Petroff looked serious.
"Of course, I will do anything her Highness wishes," he said. "I saw her yesterday, and she told me that she had a dear friend in St. Basil." Malcolm tried to look unconcerned under Malinkoff's swift scrutiny and failed. "But I think she wished you to meet another--guest."
He paused.
"He has gone into Moscow to-night against my wishes," he said with trouble in his face; "such an old man----"
"Kensky?" said Malcolm quickly.
"Kensky." The tone was short. "I told him that no good would come of it--her Highness was married to-night."
Malcolm took a step forward, but it was an unsteady step.
"Married?" he repeated. "To whom was she married?"
Petroff looked down at the floor as though he dare not meet the eye of any man and say so monstrous a thing.

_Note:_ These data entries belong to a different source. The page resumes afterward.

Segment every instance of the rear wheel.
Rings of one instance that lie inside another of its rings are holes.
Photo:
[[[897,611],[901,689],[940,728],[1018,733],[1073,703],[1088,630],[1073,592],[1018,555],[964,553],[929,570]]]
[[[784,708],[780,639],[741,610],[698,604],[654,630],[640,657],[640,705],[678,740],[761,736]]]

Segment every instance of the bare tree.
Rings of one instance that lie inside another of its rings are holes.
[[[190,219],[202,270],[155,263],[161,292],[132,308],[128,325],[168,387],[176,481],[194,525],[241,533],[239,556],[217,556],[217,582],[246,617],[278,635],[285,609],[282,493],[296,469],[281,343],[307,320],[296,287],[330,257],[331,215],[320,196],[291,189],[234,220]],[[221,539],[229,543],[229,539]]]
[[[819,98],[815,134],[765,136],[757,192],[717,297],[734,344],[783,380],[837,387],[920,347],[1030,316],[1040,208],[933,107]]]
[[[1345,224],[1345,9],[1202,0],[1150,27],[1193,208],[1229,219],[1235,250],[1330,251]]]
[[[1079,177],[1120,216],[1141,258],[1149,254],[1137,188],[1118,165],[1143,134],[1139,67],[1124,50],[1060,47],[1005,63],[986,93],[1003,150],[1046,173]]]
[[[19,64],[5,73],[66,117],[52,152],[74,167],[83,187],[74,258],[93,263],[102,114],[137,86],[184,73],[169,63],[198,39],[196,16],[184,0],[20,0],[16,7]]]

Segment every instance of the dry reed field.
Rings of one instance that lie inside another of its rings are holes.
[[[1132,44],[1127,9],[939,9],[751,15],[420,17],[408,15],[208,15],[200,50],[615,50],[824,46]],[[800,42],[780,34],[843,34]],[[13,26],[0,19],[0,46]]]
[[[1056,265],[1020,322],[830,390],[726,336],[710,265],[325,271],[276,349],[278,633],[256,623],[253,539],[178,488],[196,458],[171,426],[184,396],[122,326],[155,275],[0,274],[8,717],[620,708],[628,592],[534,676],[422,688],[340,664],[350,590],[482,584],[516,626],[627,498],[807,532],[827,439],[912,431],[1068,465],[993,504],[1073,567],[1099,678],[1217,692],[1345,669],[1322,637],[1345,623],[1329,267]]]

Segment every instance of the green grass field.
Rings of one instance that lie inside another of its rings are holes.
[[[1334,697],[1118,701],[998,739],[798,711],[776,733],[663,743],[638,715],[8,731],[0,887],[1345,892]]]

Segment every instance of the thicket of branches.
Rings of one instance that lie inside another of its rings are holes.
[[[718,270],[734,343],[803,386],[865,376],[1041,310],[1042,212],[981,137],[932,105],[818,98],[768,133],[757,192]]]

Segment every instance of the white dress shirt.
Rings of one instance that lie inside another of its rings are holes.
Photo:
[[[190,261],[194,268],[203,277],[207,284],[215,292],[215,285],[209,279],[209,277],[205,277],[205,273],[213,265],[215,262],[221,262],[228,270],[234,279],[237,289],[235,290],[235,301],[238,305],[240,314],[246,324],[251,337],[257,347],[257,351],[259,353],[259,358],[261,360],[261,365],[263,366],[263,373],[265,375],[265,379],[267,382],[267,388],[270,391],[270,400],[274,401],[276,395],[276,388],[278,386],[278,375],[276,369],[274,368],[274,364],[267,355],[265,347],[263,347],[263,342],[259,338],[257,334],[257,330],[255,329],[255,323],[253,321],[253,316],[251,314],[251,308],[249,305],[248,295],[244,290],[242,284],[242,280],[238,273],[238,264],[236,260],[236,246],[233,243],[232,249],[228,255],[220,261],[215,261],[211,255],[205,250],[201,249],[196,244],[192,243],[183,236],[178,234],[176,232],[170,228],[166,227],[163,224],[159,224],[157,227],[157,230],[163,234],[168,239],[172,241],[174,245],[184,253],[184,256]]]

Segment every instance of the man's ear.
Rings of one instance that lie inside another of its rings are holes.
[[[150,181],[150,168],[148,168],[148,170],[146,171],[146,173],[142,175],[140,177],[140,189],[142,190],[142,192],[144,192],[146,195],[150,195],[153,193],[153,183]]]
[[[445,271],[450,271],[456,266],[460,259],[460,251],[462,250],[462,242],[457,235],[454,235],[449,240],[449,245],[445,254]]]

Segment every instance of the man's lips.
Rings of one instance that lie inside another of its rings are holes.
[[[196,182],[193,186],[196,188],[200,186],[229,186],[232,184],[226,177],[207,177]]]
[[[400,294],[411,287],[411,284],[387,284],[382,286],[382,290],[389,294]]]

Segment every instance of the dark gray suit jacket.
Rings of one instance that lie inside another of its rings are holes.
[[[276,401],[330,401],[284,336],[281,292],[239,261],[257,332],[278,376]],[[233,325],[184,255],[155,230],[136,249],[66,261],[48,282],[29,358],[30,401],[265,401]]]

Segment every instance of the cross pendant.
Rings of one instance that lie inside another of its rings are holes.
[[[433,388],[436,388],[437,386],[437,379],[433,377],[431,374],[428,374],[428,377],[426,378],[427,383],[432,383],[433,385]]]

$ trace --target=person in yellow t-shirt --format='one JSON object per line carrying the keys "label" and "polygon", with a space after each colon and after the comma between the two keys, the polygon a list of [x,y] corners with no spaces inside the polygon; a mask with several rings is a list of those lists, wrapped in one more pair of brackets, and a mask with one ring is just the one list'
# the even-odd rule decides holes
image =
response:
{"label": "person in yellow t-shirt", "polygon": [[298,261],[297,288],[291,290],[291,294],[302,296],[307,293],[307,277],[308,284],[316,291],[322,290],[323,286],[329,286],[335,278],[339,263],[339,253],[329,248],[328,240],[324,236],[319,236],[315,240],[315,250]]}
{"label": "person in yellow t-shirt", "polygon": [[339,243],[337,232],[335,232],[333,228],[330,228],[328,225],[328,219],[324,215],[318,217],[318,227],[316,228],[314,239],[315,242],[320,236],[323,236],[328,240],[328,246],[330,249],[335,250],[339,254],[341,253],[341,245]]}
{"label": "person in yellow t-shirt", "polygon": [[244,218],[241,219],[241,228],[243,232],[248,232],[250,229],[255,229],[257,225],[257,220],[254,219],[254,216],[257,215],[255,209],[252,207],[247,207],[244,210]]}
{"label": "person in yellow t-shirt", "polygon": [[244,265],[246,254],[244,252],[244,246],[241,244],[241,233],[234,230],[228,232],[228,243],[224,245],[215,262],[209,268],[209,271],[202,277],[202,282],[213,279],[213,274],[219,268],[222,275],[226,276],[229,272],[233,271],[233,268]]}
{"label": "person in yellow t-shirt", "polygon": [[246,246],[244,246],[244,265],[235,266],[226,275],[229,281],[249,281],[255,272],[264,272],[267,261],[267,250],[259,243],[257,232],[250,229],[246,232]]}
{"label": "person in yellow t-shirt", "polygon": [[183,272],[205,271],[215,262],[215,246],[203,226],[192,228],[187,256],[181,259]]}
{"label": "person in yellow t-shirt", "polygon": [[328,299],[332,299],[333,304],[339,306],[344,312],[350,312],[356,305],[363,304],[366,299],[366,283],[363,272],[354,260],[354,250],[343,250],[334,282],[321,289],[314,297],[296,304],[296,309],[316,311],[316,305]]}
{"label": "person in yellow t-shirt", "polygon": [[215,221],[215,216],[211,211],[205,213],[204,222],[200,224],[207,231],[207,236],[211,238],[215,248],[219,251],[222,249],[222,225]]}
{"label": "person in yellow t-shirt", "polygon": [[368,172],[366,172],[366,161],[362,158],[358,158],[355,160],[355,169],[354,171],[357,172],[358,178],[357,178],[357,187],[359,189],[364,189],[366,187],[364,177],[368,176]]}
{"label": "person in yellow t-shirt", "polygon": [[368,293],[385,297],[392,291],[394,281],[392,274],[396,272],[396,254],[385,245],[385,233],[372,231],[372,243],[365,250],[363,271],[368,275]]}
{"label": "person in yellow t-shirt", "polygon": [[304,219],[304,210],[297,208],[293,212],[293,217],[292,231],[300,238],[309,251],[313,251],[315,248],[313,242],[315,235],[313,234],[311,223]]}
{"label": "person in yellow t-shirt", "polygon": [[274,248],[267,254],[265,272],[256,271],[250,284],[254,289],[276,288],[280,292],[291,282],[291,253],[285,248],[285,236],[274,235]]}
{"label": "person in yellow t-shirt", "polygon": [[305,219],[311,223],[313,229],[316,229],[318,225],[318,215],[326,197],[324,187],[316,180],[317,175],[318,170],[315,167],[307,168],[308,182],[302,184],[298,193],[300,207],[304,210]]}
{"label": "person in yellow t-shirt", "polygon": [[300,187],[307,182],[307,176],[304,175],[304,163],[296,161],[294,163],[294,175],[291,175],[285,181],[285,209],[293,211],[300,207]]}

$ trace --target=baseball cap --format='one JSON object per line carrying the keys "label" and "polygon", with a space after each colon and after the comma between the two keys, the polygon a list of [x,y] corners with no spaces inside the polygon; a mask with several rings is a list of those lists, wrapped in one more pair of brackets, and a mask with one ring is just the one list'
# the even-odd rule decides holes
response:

"To the servant Boolba," he said.
Chapter 15 The Red Bride
Irene Yaroslav came back to the home which had always been associated in her mind with unhappy memories, to meet the culminating disaster which Fate had wrought. Whatever thoughts of escape she may have treasured in secret were cut into by the sure knowledge that she was watched day and night, and were now finally terminated by the discovery that the big apartment house, a suite of which Boolba had taken for her disposal when he had ousted her from her father's house, was practically in possession of the Soviet Guard.

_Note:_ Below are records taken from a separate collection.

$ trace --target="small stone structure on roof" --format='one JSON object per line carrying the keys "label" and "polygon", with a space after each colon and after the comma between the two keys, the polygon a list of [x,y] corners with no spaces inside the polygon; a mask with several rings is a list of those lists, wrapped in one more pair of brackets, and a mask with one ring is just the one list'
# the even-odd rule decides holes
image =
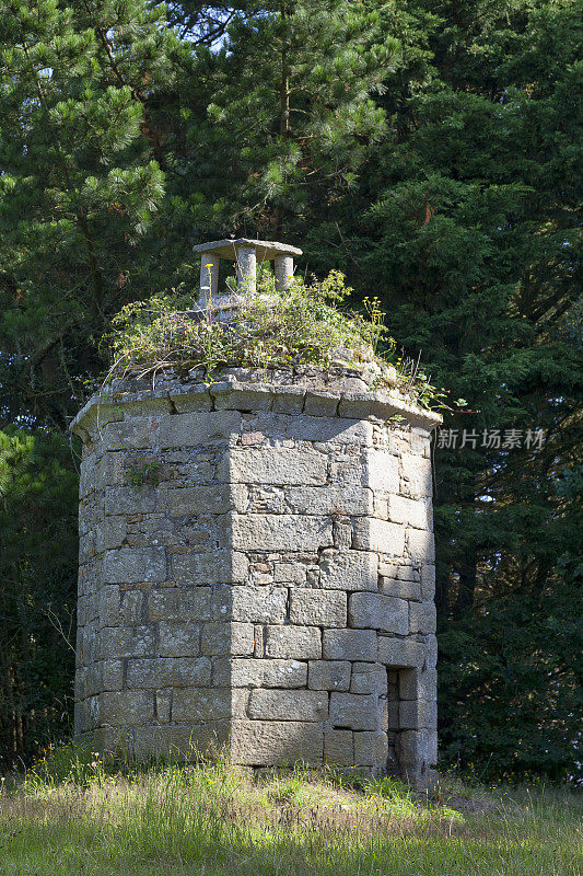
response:
{"label": "small stone structure on roof", "polygon": [[[195,249],[211,296],[218,258],[253,286],[257,258],[284,283],[301,254],[246,239]],[[368,380],[350,367],[161,373],[79,413],[80,740],[137,758],[225,746],[236,764],[428,785],[441,418]]]}

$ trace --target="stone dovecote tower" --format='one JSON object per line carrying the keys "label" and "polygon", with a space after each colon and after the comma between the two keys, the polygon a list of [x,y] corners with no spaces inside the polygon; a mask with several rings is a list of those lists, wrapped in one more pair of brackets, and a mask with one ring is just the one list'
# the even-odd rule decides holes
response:
{"label": "stone dovecote tower", "polygon": [[[253,288],[299,250],[219,241]],[[210,266],[210,267],[209,267]],[[228,316],[226,316],[228,318]],[[128,379],[73,429],[75,733],[137,758],[212,751],[428,784],[436,760],[430,433],[439,415],[349,367]],[[141,481],[141,483],[140,483]]]}

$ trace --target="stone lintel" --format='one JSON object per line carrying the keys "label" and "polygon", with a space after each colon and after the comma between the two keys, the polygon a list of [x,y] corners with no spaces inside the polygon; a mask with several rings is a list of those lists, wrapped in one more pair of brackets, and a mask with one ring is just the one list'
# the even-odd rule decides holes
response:
{"label": "stone lintel", "polygon": [[[396,426],[411,426],[428,433],[443,422],[441,414],[410,404],[405,399],[398,397],[394,391],[390,394],[350,390],[342,392],[338,391],[338,382],[334,390],[322,388],[314,393],[306,387],[304,408],[306,411],[310,408],[313,395],[319,402],[324,395],[329,394],[335,402],[338,399],[338,416],[346,419],[385,422],[395,419]],[[115,391],[107,388],[85,403],[72,420],[70,429],[82,437],[88,431],[103,428],[112,419],[176,413],[176,408],[179,413],[211,410],[246,411],[249,407],[284,413],[285,402],[289,401],[293,413],[299,413],[299,389],[301,385],[298,383],[255,383],[240,381],[231,376],[218,382],[184,383],[140,392]]]}
{"label": "stone lintel", "polygon": [[252,240],[250,238],[236,238],[236,240],[212,240],[208,243],[199,243],[193,246],[195,253],[209,253],[218,255],[230,262],[237,261],[237,250],[240,247],[255,249],[258,262],[270,262],[272,258],[284,255],[302,255],[302,250],[298,246],[290,246],[288,243],[278,243],[270,240]]}

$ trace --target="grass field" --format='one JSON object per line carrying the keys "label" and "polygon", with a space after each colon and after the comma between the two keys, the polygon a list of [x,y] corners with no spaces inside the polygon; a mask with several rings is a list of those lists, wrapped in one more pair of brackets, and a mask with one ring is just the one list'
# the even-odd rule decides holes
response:
{"label": "grass field", "polygon": [[105,769],[57,752],[2,780],[2,876],[580,876],[568,791],[433,798],[392,780],[225,764]]}

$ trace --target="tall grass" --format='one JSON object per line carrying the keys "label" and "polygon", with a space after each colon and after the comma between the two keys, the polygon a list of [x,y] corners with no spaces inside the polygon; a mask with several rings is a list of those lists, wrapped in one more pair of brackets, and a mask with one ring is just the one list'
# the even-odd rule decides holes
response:
{"label": "tall grass", "polygon": [[581,873],[581,807],[567,791],[446,780],[430,799],[333,770],[254,781],[224,763],[113,770],[70,753],[4,782],[2,876]]}

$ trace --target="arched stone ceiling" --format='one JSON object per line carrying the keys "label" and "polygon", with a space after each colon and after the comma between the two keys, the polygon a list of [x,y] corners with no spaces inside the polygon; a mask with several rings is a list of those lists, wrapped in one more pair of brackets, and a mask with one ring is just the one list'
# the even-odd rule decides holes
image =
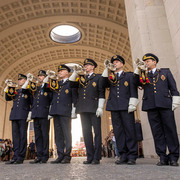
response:
{"label": "arched stone ceiling", "polygon": [[[72,44],[53,42],[50,30],[59,24],[78,27],[82,38]],[[115,54],[132,70],[124,0],[0,0],[0,94],[4,81],[18,73],[56,71],[61,63],[103,62]]]}

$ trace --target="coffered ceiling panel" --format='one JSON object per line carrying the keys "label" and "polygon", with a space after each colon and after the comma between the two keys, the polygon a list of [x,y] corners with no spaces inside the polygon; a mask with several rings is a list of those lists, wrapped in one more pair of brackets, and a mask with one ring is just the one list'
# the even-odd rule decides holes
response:
{"label": "coffered ceiling panel", "polygon": [[[51,40],[53,27],[70,24],[82,37],[72,44]],[[132,60],[124,0],[0,0],[0,94],[7,78],[17,81],[18,73],[37,74],[54,70],[61,63],[82,63],[87,57],[98,63],[115,54]]]}

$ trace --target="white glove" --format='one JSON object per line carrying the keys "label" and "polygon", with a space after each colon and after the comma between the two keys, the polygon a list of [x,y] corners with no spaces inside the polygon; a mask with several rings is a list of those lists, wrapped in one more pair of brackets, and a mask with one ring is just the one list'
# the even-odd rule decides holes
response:
{"label": "white glove", "polygon": [[103,71],[103,73],[102,73],[102,77],[108,77],[108,68],[107,67],[105,67],[105,69],[104,69],[104,71]]}
{"label": "white glove", "polygon": [[27,81],[33,80],[33,75],[31,73],[28,73],[26,76],[27,76]]}
{"label": "white glove", "polygon": [[29,113],[28,113],[28,117],[27,117],[27,119],[26,119],[26,122],[31,121],[31,115],[32,115],[32,112],[31,112],[31,111],[29,111]]}
{"label": "white glove", "polygon": [[105,69],[104,69],[104,71],[103,71],[103,73],[102,73],[102,77],[108,77],[108,75],[109,75],[109,73],[108,73],[109,64],[110,64],[109,60],[106,59],[106,60],[104,61]]}
{"label": "white glove", "polygon": [[49,76],[46,76],[43,80],[43,83],[47,83],[49,81]]}
{"label": "white glove", "polygon": [[74,104],[72,104],[71,119],[76,119],[76,118],[77,118],[76,107],[74,107]]}
{"label": "white glove", "polygon": [[139,103],[139,100],[137,98],[130,98],[128,113],[134,112],[136,110],[138,103]]}
{"label": "white glove", "polygon": [[105,104],[105,99],[103,98],[100,98],[99,101],[98,101],[98,108],[96,110],[96,116],[97,117],[102,117],[103,115],[103,108],[104,108],[104,104]]}
{"label": "white glove", "polygon": [[22,85],[22,89],[27,89],[28,84],[29,80],[27,79],[26,82]]}
{"label": "white glove", "polygon": [[9,87],[9,86],[6,86],[6,87],[4,88],[4,92],[7,92],[8,87]]}
{"label": "white glove", "polygon": [[50,119],[52,119],[52,118],[53,118],[52,116],[48,115],[48,120],[50,120]]}
{"label": "white glove", "polygon": [[76,68],[76,66],[75,66],[72,75],[69,77],[69,80],[70,80],[70,81],[76,81],[76,78],[77,78],[77,76],[78,76],[78,71],[76,71],[76,69],[77,69],[77,68]]}
{"label": "white glove", "polygon": [[172,97],[172,111],[174,111],[180,105],[180,96]]}
{"label": "white glove", "polygon": [[139,75],[139,68],[138,67],[136,67],[136,69],[134,70],[134,74]]}

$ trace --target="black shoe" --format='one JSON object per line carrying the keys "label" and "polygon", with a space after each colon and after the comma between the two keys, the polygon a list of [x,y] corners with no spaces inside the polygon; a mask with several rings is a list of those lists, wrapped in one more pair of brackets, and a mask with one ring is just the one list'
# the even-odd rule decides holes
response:
{"label": "black shoe", "polygon": [[11,160],[11,161],[8,161],[8,162],[5,162],[5,164],[14,164],[16,161],[15,160]]}
{"label": "black shoe", "polygon": [[127,162],[128,165],[135,165],[136,164],[136,160],[134,159],[129,159]]}
{"label": "black shoe", "polygon": [[159,161],[156,165],[157,166],[168,166],[169,163],[167,161]]}
{"label": "black shoe", "polygon": [[63,159],[63,160],[61,161],[61,164],[68,164],[68,163],[70,163],[70,162],[71,162],[70,159]]}
{"label": "black shoe", "polygon": [[57,158],[55,161],[51,161],[51,164],[61,163],[62,160],[63,160],[63,158]]}
{"label": "black shoe", "polygon": [[91,164],[92,161],[84,161],[83,164]]}
{"label": "black shoe", "polygon": [[45,163],[47,163],[47,161],[48,161],[47,159],[42,159],[41,163],[45,164]]}
{"label": "black shoe", "polygon": [[170,166],[179,166],[179,164],[176,161],[170,161]]}
{"label": "black shoe", "polygon": [[14,164],[23,164],[23,160],[17,160]]}
{"label": "black shoe", "polygon": [[115,161],[115,164],[121,165],[121,164],[127,164],[127,159],[118,159]]}
{"label": "black shoe", "polygon": [[40,162],[41,162],[41,159],[35,159],[34,161],[30,161],[29,164],[37,164]]}
{"label": "black shoe", "polygon": [[100,161],[97,160],[97,159],[93,159],[92,163],[91,164],[100,164]]}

She drove to the palace with an undisguised escort of mounted men, one on either side of the carriage, one before and one behind, and went up the stairs--those grim stairs which had frightened her as a child and had filled her nights with dreams, passing on her way the now empty bureau which it had been Boolba's whim for her to keep.
Maria Badisikaya, an officer of the Committee for the Suppression of the Counter-Revolution, formerly an operative in the Moscow Cigarette Company, was waiting in the small drawing-room which still retained some of its ancient splendour. Maria was a short, stumpy woman with a slight moustache and a wart on her chin, and was dressed in green satin, cut low to disclose her generous figure. About her stiff, coal-black hair was a heavy diamond bandeau. She was sitting on a settee, her feet hardly touching the ground, cleaning her nails with a little pocket-knife as the girl entered. Evidently this was her maid of honour, and she could have laughed.
The woman glowered up at her and jumped briskly to her feet, closing the knife and slipping it into her corsage.
"You are late, Irene Yaroslav," she said shrilly. "I have something better to do than to sit here waiting for a boorjoo. There is a committee meeting at ten o'clock to-night. How do you imagine I can attend that? Come, come!"